Voor deze functie heeft u de optionele afwerkingseenheid nodig.

Het formaat en gewicht van papier dat geperforeerd kan worden, verschilt afhankelijk van de optionele uitbreidingen die bevestigd zijn aan het apparaat.
De finisher perforeert de vellen afzonderlijk, zodat de perforeerpositie van elk vel enigszins verschilt.
Perforeren gebruiken (Windows)
Geef de instellingen op het tabblad [Afwerking] op.
Open op de computer een document dat u wilt afdrukken en ga naar het instellingenscherm van het printerstuurprogramma vanuit het afdrukmenu in de toepassing.
Geef het documentformaat, het papiertype, de afdrukrichting en andere instellingen op.
Zorg dat u [Documentformaat:] en [Afdrukrichting:] opgeeft.
Bij [Perforeren:] op het tabblad [Afwerking] selecteert u een positie voor perforeren.
U kunt de perforeerpositie controleren met het voorbeeldpictogram bij [Huidige instelling] nadat u de perforeerfunctie hebt geselecteerd.
Na voltooiing van de configuratie klikt u op [OK] om af te drukken.
Perforeren instellen (macOS)
Geef de instellingen op onder [Afwerking] bij "Functiesets" van [Printerfuncties].

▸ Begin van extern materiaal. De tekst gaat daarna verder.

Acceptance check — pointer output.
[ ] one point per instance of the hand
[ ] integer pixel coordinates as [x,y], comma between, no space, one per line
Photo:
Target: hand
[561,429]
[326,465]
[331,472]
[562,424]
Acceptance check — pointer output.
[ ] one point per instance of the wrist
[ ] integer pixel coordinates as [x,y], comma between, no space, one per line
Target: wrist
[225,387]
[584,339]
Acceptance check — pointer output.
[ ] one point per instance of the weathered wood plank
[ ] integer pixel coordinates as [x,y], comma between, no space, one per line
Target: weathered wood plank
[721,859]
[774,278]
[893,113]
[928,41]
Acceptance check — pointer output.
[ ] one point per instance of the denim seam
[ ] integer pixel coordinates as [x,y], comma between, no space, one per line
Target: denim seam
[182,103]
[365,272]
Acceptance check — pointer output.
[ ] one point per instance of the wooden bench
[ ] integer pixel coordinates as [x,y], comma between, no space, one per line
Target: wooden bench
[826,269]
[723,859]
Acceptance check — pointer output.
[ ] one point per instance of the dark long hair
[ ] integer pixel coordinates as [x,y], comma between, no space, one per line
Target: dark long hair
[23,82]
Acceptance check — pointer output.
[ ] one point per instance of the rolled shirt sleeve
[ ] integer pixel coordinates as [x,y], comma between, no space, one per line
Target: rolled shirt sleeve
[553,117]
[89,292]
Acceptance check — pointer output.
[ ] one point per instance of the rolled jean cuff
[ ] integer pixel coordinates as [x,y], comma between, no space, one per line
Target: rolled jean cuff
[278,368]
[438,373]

Open op de computer een document dat u wilt afdrukken en ga naar het instellingenscherm van het printerstuurprogramma vanuit het afdrukmenu in de toepassing.
Geef waarden op voor Paper Size, Afdrukrichting, Papiertype en andere instellingen.

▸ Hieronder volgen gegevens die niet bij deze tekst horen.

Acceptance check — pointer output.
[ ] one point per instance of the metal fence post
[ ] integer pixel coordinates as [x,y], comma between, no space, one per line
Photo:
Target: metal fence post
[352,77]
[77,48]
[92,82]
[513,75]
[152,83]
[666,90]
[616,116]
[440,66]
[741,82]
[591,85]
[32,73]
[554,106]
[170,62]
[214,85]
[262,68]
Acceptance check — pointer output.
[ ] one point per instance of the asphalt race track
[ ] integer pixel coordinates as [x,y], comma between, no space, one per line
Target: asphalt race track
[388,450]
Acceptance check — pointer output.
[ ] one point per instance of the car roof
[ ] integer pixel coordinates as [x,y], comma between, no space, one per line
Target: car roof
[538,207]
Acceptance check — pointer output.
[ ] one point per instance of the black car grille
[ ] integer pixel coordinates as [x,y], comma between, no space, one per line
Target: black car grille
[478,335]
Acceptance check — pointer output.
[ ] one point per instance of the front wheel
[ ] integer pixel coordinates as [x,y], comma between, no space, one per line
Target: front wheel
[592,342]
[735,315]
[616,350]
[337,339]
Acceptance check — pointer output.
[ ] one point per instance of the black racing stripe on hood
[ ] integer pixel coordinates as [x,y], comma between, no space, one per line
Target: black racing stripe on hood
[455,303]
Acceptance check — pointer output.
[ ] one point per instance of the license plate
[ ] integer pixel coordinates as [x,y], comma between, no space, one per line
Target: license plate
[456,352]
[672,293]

Zorg ervoor dat u "Paper Size" en "Afdrukrichting" opgeeft.
Geef bij "Perforeren" in [Afwerking] van "Functiesets" de perforeerpositie op.

Als u Perforeren samen met dubbelzijdig afdrukken of Nieten selecteert, kies dan de perforeerpositie aan de inbindzijde van een afgedrukte pagina.
Na voltooiing van de configuratie klikt u op [Druk af] om af te drukken.